In the years following, there were some brains in Missouri but since these were the conservative brains they were not as brainy as the brains who left. The Preus brothers, certainly brains but markedly conservative ones, were seen as villainous brains who should have used their schmartz for good instead of for evil. Others, like Bohlmann and Scharlemann were considered brains who defected to the dark side. It appears, at least in Bohlmann's case, that his defection was not fully complete. Oh, well, I digress in the fun of painting these painful events in Missouri's history with a bad attempt at humor.
The point was that the brains who left were bright, outgoing, world engaging, highly respected, academic, and the future of Lutheranism types. They took with them the best of Lutheranism's hopes -- the good was that some of them at least helped birth a new Lutheranism in the ELCA in 1988.
Now we swing 20 years after the ELCA and 36 years after Seminex, and we hear of another brain drain. This one is made up of the intelligentsia of the ELCA who are abandoning Lutheranism mostly for Rome (though a few went to Constantinople). They are decried as Lutheranism's bright lights who have left us empty of the folks with the kind of schmartz necessary to save Lutheranism from its ugly slide into the abyss of generic or mainline Protestantism. But, these folks left not for wider gates and broader paths. No, they left for the narrow way of no women's ordination, for the rigid imprisonment of the mass form, for a centralized hierarchical authority, and for a teaching magisterium with teeth.
Missouri's brain drain headed for open minds and open hearts. ELCA's for closed minds and closed hearts (meaning to culture and its influence upon the Church). Well, which is it? Have the brains changed or the causes changed or is it possible that we decide brain drain on the basis of who that agrees with me left and who that agrees with me stayed?
Missouri's brain drain was overplayed. We have at our Seminaries (Fort Wayne, in particular) world class theologians and Bible scholars who are the bright lights of Lutheranism in a sea of rather dim and dark lights (at least across Europe and America). We have individual scholars in their own rights who choose to live in and exercise their pastoral gifts within the parish setting (the list of names here is phenomenal). We have a resurgent publishing house putting out the reprints of the best of the past, new works never before available in English, and brand new works by many of these newer authors (both from within academia and the parish setting). We have musicians and theologians and liturgiologists who put out now only a hymnal but a wealth of material surrounding it and an amazing technological feat to help the parish pastor apply it to the Sunday morning setting.
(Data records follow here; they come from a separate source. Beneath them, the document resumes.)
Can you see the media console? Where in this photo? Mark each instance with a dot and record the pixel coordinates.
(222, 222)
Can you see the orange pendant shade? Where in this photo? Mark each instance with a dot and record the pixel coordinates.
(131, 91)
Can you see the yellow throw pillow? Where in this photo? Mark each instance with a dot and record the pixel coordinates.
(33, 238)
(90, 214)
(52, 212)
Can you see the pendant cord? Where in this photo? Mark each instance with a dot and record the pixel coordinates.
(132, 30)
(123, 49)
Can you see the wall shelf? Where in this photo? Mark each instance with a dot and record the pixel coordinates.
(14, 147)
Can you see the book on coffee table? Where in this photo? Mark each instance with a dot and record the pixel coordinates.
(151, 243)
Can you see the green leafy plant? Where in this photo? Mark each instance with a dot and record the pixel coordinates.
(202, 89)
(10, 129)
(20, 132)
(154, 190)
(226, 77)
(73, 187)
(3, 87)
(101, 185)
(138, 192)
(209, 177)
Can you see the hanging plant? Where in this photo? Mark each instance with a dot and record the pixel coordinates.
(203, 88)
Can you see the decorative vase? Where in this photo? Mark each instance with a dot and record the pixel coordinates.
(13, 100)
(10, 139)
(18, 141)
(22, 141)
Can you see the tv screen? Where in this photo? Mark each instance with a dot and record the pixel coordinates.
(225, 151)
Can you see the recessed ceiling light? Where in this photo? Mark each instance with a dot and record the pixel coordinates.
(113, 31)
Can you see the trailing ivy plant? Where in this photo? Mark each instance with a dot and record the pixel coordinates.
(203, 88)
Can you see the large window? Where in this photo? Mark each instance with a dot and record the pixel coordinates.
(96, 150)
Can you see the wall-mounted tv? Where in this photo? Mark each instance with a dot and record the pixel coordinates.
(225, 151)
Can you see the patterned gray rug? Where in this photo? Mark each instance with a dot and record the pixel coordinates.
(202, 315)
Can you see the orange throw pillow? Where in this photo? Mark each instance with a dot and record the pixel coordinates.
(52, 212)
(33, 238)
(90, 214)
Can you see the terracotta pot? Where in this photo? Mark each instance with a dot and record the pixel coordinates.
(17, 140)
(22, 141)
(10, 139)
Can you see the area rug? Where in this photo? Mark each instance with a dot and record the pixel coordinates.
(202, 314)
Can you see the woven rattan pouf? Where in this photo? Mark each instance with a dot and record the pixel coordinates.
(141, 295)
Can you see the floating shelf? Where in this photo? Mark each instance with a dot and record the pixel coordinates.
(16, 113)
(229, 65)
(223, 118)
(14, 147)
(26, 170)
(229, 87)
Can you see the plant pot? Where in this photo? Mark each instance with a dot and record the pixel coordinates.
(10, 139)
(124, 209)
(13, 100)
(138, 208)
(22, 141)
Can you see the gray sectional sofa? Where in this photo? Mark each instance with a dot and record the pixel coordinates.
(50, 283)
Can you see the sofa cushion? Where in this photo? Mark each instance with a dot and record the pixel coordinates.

Yes, there are some folks I miss terribly... folks who left for the ELCA, for Rome, and for Constantinople. Yes, there are some folks who we thought were one thing but whose actions since leaving have proven otherwise and, sadly, we have not lost much in their leaving. Yes, some of those who made an exodus away have left a gulf of emptiness but it was quickly filled. And the folks who filled the gap have proven to be very good for Missouri and for Lutheranism in general. I need look no further than the Office of President of the Lutheran Church Missouri Synod to point to one example.
So, I am not so sure about this brain drain thingy. Missouri has done okay. I cannot say for the ELCA because the full impact of her choices are still being wrestled with and new church bodies have been formed in result. But God has not left us with out brains enough to lead us ad fontes -- to the sources that both formed us, define us, and guide us in the way we relate to others and to the world.